Polícia
A presença de Ana Paula Renault no elenco do BBB 26 trouxe de volta um dos episódios mais graves já associados ao reality show.
Nas redes sociais, telespectadores voltaram a discutir a denúncia feita pela jornalista em 2016 contra Laércio de Moura, então participante do programa, que mais tarde resultaria em investigação policial, prisão e condenação criminal.
Segundo informações publicadas pelo jornal O Liberal, o conflito entre os dois começou ainda nos primeiros dias de confinamento do BBB 16. A convivência foi marcada por embates constantes, impulsionados por falas e comportamentos de Laércio que despertaram desconforto em Ana Paula, especialmente quando ele mencionava preferência por se relacionar com mulheres muito mais jovens.

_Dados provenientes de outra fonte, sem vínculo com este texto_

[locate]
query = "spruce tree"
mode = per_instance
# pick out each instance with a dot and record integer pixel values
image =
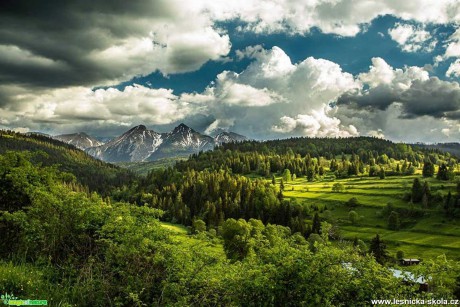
(378, 249)
(316, 227)
(417, 191)
(428, 169)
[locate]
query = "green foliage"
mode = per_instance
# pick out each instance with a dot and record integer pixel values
(394, 222)
(338, 187)
(378, 249)
(353, 217)
(287, 175)
(90, 173)
(198, 226)
(417, 191)
(428, 169)
(86, 250)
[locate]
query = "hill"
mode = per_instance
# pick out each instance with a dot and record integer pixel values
(140, 144)
(90, 172)
(288, 182)
(80, 140)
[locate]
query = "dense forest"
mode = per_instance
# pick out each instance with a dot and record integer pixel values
(90, 173)
(247, 244)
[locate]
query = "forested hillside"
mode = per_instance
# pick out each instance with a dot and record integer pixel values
(89, 172)
(253, 237)
(77, 249)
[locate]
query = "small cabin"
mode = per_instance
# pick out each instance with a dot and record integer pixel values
(409, 261)
(409, 278)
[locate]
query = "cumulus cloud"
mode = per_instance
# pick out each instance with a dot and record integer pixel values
(318, 124)
(411, 87)
(402, 104)
(454, 69)
(273, 96)
(411, 38)
(73, 43)
(68, 108)
(341, 17)
(453, 45)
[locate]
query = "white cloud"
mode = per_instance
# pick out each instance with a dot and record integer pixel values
(316, 124)
(341, 17)
(380, 73)
(63, 108)
(411, 38)
(453, 45)
(272, 94)
(402, 104)
(454, 69)
(376, 133)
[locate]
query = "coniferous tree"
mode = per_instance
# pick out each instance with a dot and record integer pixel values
(417, 191)
(443, 172)
(428, 169)
(316, 225)
(378, 249)
(393, 221)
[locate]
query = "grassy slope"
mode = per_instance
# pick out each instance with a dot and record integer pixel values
(424, 237)
(179, 235)
(143, 168)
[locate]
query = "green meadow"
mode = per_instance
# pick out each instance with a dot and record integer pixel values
(426, 235)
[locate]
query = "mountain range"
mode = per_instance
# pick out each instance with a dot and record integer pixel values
(80, 140)
(141, 144)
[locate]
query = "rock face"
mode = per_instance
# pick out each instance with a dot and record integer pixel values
(183, 141)
(140, 144)
(80, 140)
(228, 137)
(137, 144)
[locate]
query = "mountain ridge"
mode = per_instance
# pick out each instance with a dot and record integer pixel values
(140, 144)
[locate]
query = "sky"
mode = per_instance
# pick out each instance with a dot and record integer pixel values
(264, 69)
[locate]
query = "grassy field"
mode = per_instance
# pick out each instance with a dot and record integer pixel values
(143, 168)
(180, 236)
(426, 236)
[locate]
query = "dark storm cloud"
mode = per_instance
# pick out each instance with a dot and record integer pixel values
(432, 97)
(66, 33)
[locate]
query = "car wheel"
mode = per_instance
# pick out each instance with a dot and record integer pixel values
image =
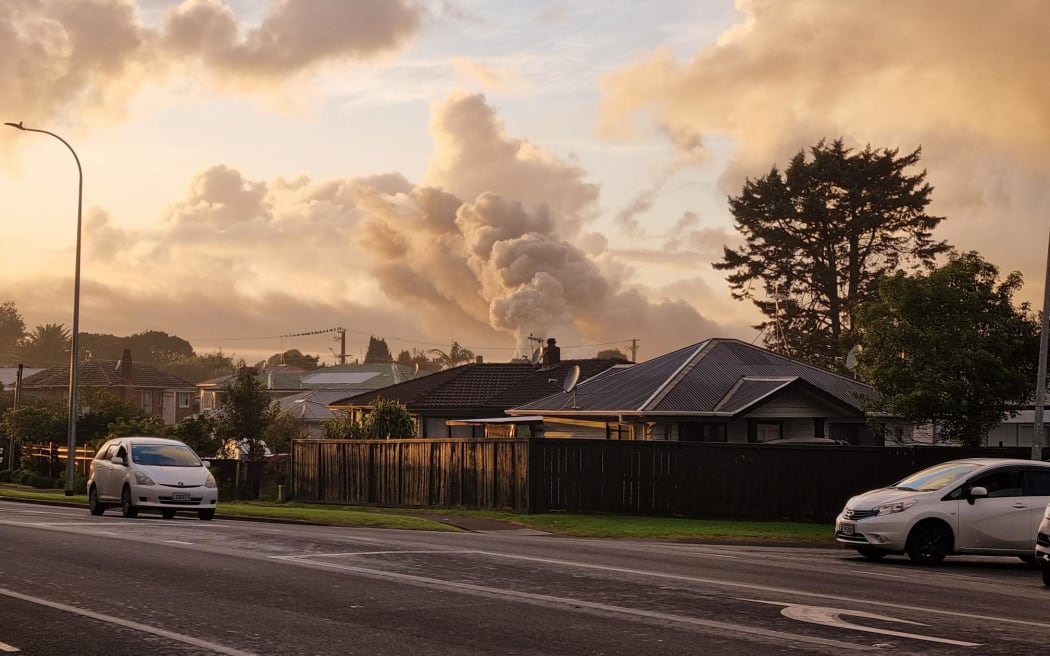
(93, 505)
(928, 543)
(872, 554)
(127, 508)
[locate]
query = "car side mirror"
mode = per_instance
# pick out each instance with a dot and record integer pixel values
(977, 492)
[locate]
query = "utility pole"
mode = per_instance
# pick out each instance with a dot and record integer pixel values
(1038, 437)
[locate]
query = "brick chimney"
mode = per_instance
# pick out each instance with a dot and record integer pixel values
(551, 354)
(125, 366)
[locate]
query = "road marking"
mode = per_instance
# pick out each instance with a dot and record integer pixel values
(214, 647)
(547, 600)
(833, 617)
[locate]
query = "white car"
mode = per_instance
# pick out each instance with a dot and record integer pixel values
(985, 506)
(155, 473)
(1043, 546)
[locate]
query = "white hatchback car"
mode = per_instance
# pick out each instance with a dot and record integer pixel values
(1043, 546)
(139, 472)
(985, 506)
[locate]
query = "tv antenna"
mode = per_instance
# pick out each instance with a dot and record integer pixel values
(569, 386)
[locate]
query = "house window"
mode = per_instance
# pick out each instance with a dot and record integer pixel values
(697, 431)
(763, 431)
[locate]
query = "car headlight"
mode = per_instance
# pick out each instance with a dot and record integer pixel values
(897, 506)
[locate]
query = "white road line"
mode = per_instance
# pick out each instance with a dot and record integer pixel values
(214, 647)
(548, 600)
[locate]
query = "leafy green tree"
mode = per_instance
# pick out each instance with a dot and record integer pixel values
(378, 352)
(294, 358)
(98, 410)
(46, 345)
(818, 238)
(38, 422)
(457, 355)
(341, 427)
(246, 414)
(281, 430)
(387, 420)
(198, 432)
(12, 332)
(196, 368)
(950, 347)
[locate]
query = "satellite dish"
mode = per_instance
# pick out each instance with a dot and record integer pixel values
(571, 379)
(852, 357)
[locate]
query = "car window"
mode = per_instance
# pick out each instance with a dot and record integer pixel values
(937, 477)
(165, 456)
(1002, 483)
(1037, 482)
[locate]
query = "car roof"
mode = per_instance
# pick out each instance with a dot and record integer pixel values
(1000, 461)
(149, 440)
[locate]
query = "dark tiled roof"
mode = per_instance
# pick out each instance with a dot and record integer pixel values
(488, 384)
(699, 379)
(106, 374)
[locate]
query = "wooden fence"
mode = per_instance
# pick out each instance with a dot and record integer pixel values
(715, 481)
(54, 457)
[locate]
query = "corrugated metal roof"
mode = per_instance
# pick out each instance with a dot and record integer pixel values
(695, 380)
(106, 374)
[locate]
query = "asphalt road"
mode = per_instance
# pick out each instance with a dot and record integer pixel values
(72, 584)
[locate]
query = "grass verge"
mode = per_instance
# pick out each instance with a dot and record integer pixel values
(446, 520)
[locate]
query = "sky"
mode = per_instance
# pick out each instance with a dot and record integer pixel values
(257, 173)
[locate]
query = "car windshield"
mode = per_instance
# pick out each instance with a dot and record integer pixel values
(164, 456)
(937, 477)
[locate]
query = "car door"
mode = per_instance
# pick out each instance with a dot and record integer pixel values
(1037, 490)
(1001, 521)
(102, 469)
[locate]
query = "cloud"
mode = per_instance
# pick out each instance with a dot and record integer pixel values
(967, 85)
(293, 37)
(59, 64)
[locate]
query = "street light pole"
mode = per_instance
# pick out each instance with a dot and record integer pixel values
(75, 346)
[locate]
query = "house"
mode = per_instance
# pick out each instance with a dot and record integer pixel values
(284, 381)
(156, 393)
(441, 402)
(716, 390)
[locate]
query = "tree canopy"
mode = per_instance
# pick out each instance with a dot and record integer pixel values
(949, 347)
(818, 238)
(378, 352)
(457, 355)
(12, 332)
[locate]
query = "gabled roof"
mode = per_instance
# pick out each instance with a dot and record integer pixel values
(714, 377)
(106, 374)
(477, 385)
(310, 405)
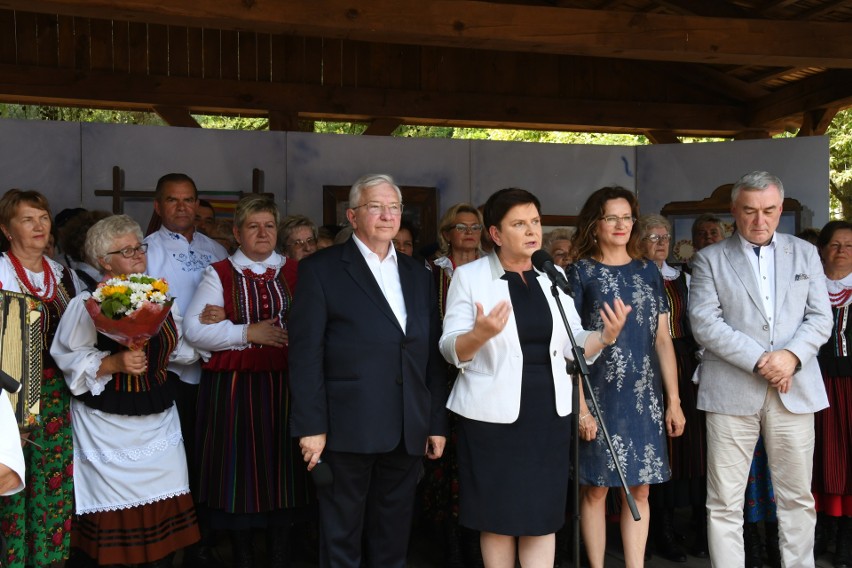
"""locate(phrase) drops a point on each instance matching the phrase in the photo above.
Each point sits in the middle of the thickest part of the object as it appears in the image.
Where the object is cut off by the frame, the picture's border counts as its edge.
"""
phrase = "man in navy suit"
(367, 381)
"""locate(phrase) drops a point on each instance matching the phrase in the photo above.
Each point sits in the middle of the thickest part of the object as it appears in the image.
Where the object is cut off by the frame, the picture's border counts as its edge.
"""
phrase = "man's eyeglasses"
(614, 219)
(376, 208)
(301, 243)
(655, 238)
(462, 228)
(130, 252)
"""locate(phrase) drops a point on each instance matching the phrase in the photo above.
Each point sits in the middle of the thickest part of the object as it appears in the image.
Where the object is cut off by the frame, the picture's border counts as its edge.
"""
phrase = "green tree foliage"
(840, 165)
(840, 134)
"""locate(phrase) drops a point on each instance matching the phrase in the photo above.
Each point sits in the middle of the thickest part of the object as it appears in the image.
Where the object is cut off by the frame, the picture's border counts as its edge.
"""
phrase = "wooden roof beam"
(662, 137)
(103, 90)
(829, 89)
(484, 25)
(382, 127)
(176, 116)
(816, 122)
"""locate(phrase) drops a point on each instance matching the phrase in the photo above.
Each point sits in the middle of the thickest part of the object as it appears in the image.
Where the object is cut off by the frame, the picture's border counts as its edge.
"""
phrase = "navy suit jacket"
(354, 373)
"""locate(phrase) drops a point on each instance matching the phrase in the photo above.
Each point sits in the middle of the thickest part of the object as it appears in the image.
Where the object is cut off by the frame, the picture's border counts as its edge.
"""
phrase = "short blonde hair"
(448, 221)
(102, 234)
(648, 222)
(251, 204)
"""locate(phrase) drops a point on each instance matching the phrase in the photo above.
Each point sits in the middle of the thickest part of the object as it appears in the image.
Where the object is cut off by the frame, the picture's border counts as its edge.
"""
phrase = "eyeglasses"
(837, 246)
(301, 243)
(130, 252)
(655, 238)
(376, 208)
(614, 219)
(462, 228)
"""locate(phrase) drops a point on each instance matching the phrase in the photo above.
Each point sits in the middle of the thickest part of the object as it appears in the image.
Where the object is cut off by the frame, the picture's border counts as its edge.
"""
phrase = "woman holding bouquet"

O ponto de ruptura ocorreu em janeiro de 2016, quando Ana Paula chamou o colega de confinamento de “pedófilo”, em uma discussão transmitida ao vivo. Naquele momento, a declaração foi recebida com forte rejeição por parte do público e dos próprios participantes, que alertaram para a gravidade da acusação. Mesmo assim, a jornalista sustentou sua posição, afirmando que sua percepção vinha da observação diária dentro da casa.
Durante o programa, Laércio também chamou atenção por comentários sobre atração por garotas de 17 a 20 anos, além de episódios em festas que intensificaram as críticas à sua conduta.
Após a eliminação de Laércio do reality, o caso ganhou novos contornos fora das telas. Em maio de 2016, ele foi preso em Curitiba durante uma operação da Polícia Civil do Paraná, após investigações conduzidas com apoio do Ministério Público estadual.
As apurações apontaram que o ex-BBB teria mantido relações com uma adolescente de 13 anos, além de fornecer bebidas alcoólicas a menores.
Durante buscas na residência do designer, autoridades apreenderam equipamentos eletrônicos que continham mensagens e registros considerados provas relevantes. A investigação revelou que o relacionamento com a vítima teria se estendido por cerca de três anos.
Em agosto de 2017, a Justiça condenou Laércio de Moura a 12 anos de prisão em regime fechado pelos crimes de estupro de vulnerável e armazenamento de material pornográfico envolvendo crianças ou adolescentes. A decisão se baseou em depoimentos e provas documentais reunidas ao longo do processo.